Regex to grab full firstname and first letter of last name

Question

I have a list of users grabbed by the Etc Ruby library:

Thomas_J_Perkins

Jennifer_Scanner

Amanda_K_Loso

Aaron_Cole

Mark_L_Lamb

What I need to do is grab the full first name, skip the middle name (if given), and grab the first character of the last name. The output should look like this:

Thomas P

Jennifer S

Amanda L

Aaron C

Mark L

I'm not sure how to do this, I've tried grabbing all of the characters: /\w+/ but that will grab everything.

Define "first name" and "last name". In what culture? Don't assume that a first name occurs first; You can inadvertently insult a customer by not processing their name correctly. Read "[ask]" including the links, and "[mcve]". We expect to see evidence of your effort. As is it looks like you haven't tried and want us to write the code for you, which is off-topic, or to write a tutorial for you, which again is off-topic. — the Tin Man, May 09 '16 at 16:09

score 6 · Answer 1 · answered May 09 '16 at 15:51

6

I think its simpler without regex:

array = "Thomas_J_Perkins".split("_") # split at _
array.first + " " + array.last[0] # .first prints first name .last[0] prints first char of last name
#=> "Thomas P"

answered May 09 '16 at 15:51

shivam

16,048
3
56
71

score 6 · Accepted Answer · answered May 09 '16 at 15:51

6

You don't always need regular expressions.

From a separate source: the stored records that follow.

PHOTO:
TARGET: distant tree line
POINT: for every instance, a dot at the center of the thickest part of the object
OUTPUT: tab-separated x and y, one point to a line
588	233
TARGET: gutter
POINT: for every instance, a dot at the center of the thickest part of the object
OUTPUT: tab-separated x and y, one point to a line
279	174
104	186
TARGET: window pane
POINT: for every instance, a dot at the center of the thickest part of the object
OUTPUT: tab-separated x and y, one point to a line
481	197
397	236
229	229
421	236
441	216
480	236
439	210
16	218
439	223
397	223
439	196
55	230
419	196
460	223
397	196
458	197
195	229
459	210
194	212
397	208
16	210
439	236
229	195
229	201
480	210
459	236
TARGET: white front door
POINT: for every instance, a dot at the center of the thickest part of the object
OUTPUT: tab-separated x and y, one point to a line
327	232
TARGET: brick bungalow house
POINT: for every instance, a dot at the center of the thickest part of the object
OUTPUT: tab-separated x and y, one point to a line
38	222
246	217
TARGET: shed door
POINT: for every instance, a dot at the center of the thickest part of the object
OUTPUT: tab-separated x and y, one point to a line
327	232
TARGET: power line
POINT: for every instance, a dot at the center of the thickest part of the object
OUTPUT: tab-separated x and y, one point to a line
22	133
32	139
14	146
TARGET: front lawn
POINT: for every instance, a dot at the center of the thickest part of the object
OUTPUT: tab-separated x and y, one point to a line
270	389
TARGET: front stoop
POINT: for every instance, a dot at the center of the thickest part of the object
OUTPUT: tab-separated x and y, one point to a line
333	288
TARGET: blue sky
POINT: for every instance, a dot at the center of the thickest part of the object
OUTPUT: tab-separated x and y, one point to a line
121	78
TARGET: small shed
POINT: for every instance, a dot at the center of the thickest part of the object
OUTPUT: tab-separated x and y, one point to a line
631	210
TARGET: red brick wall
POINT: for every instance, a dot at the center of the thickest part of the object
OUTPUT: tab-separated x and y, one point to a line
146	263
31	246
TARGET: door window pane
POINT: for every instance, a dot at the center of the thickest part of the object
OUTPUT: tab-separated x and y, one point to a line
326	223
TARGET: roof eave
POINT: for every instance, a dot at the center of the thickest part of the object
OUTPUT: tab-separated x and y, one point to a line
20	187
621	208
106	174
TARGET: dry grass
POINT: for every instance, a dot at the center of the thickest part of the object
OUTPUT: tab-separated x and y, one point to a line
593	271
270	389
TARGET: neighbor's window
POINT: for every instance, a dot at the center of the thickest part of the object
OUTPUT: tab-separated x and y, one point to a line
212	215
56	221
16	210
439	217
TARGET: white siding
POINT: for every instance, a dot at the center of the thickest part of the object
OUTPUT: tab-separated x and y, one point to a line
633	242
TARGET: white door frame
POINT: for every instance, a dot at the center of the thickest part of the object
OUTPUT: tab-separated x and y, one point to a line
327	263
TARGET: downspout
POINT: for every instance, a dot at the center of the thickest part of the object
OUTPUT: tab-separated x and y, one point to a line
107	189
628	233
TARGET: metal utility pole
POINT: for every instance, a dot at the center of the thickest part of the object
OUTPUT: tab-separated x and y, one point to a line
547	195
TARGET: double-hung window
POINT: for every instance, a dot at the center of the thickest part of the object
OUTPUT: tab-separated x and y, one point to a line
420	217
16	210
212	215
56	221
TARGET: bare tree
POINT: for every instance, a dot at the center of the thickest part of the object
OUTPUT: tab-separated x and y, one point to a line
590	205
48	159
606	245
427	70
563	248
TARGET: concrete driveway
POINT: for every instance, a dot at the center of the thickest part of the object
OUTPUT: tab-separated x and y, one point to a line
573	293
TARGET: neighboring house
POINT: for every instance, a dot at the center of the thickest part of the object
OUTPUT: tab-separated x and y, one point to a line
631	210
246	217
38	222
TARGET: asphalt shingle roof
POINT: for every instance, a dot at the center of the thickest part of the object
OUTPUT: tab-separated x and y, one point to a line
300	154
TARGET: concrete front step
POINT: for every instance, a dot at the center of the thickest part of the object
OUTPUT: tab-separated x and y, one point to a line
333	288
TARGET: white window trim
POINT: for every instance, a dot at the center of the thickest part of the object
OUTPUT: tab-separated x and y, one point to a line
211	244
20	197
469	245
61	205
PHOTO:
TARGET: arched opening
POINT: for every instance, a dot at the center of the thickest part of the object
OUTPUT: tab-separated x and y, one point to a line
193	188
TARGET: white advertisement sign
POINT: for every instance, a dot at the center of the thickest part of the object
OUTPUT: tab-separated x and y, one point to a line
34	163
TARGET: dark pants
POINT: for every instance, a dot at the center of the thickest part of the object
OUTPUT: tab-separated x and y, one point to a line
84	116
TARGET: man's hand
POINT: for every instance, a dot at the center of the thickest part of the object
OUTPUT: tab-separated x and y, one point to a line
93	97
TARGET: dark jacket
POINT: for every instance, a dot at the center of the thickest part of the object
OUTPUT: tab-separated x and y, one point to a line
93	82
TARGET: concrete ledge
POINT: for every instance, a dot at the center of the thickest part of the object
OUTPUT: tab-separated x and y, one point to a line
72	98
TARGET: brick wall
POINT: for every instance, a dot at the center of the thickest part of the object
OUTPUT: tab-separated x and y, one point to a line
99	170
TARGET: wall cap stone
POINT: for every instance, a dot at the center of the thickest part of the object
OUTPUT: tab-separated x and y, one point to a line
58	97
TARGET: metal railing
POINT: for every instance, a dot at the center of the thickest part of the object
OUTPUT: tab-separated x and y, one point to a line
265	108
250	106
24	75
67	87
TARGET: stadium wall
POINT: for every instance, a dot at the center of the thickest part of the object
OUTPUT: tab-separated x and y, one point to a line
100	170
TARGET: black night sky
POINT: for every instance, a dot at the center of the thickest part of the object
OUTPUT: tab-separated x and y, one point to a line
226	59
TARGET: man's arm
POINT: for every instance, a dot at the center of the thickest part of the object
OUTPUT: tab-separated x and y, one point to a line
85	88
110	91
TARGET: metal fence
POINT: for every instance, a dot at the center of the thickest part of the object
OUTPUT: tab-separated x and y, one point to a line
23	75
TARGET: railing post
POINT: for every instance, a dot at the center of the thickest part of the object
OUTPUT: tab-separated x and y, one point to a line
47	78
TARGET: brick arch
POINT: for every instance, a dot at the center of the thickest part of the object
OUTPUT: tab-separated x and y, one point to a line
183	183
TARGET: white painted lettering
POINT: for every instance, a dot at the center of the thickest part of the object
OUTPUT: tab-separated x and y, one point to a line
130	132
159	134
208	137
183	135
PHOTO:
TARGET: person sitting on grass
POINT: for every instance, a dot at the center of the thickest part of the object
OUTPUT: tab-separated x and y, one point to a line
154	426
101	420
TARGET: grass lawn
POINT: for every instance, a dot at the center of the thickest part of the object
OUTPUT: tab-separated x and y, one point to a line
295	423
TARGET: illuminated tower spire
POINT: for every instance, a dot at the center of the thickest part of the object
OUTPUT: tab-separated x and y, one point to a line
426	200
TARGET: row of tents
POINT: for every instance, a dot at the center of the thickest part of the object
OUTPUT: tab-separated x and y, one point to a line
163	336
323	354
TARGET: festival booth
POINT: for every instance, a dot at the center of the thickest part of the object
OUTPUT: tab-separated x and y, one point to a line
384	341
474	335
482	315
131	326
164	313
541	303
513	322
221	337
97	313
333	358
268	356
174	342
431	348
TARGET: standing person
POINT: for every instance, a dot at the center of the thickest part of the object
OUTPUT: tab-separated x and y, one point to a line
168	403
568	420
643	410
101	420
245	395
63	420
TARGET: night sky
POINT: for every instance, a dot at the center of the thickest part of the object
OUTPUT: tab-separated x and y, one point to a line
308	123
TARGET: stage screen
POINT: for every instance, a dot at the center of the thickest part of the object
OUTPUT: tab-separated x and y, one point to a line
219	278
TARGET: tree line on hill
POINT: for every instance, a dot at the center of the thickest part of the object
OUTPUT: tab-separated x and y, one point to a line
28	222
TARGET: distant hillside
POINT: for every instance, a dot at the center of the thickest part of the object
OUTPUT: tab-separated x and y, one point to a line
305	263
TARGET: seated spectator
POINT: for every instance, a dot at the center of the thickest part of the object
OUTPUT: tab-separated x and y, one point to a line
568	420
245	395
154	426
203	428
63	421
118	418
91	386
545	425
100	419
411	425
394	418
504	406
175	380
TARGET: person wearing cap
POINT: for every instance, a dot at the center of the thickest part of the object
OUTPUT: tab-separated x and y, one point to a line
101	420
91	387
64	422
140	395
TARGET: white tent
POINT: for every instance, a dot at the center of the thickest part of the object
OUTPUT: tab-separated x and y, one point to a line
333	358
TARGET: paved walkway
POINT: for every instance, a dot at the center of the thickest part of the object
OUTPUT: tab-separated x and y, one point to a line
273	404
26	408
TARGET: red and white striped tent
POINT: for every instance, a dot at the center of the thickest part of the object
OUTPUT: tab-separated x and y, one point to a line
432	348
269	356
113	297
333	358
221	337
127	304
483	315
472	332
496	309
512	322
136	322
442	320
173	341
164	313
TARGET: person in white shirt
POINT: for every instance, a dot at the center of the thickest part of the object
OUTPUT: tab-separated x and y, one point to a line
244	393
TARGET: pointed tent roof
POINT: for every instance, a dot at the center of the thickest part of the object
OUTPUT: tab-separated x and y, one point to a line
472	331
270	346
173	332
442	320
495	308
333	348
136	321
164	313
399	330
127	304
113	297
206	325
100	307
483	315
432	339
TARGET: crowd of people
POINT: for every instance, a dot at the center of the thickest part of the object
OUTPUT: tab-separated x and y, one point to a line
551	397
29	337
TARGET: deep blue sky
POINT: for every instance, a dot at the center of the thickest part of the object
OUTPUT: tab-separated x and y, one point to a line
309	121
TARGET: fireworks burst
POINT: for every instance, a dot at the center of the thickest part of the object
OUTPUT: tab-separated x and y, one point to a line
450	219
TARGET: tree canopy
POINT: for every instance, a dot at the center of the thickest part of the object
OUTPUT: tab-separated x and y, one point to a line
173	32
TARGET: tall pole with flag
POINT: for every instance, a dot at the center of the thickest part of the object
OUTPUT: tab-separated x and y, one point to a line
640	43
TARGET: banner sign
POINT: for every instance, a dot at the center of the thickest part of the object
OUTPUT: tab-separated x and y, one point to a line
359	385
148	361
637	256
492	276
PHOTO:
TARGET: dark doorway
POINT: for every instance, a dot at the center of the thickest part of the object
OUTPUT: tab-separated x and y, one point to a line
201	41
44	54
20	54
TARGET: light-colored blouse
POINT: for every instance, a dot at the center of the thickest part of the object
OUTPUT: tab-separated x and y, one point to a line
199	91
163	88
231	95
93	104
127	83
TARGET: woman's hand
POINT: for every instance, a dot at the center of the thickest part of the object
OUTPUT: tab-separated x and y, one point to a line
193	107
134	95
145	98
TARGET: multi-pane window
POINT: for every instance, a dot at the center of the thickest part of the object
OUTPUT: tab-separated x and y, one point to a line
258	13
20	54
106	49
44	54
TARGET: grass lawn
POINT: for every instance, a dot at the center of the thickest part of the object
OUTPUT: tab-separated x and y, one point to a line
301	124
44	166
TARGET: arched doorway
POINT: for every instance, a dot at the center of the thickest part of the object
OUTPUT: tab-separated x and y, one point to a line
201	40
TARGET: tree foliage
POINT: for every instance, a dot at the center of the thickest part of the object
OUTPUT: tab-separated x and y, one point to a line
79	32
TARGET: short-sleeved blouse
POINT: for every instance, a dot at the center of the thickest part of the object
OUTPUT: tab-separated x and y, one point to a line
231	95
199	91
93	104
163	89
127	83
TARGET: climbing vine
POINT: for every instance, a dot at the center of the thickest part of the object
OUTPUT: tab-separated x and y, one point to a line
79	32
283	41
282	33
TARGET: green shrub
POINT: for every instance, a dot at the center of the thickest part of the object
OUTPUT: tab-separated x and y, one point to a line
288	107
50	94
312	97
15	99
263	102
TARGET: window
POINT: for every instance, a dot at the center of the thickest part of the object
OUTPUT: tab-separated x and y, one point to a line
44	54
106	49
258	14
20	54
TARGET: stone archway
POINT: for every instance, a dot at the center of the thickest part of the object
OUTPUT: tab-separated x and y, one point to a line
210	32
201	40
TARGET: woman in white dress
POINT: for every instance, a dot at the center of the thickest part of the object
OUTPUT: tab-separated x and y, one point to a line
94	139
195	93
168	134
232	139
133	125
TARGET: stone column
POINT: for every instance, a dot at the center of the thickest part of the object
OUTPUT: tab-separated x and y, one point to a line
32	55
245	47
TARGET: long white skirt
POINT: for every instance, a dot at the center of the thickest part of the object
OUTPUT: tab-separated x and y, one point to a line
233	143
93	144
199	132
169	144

Some people, when confronted with a problem, think "I know, I'll use regular expressions." Now they have two problems. Jamie Zawinski

You can do it with some simple Ruby code

string = "Mark_L_Lamb"
string.split('_').first + ' ' + string.split('_').last[0]
=> "Mark L"

answered May 09 '16 at 15:51

SteveTurczyn

36,057
6
41
53

Was just typing the same. – AM Douglas May 09 '16 at 15:53
Good answer, but calling `string.split("_")` twice is needless. – Jordan Running May 09 '16 at 16:00
@amdouglas Would that still work even if there's no middle initial? – JasonBorne May 09 '16 at 16:05
1

@JasonBorne yes, it takes the full first word and the first letter of the last word. It doesn't care if you have two or three words. – SteveTurczyn May 09 '16 at 16:10

Wiktor Stribiżew · Answer 3 · 2016-05-09T15:56:12.883

You can use

^([^\W_]+)(?:_[^\W_]+)*_([^\W_])[^\W_]*$

And replace with \1_\2. See the regex demo

The [^\W_] matches a letter or a digit. If you want to only match letters, replace [^\W_] with \p{L}.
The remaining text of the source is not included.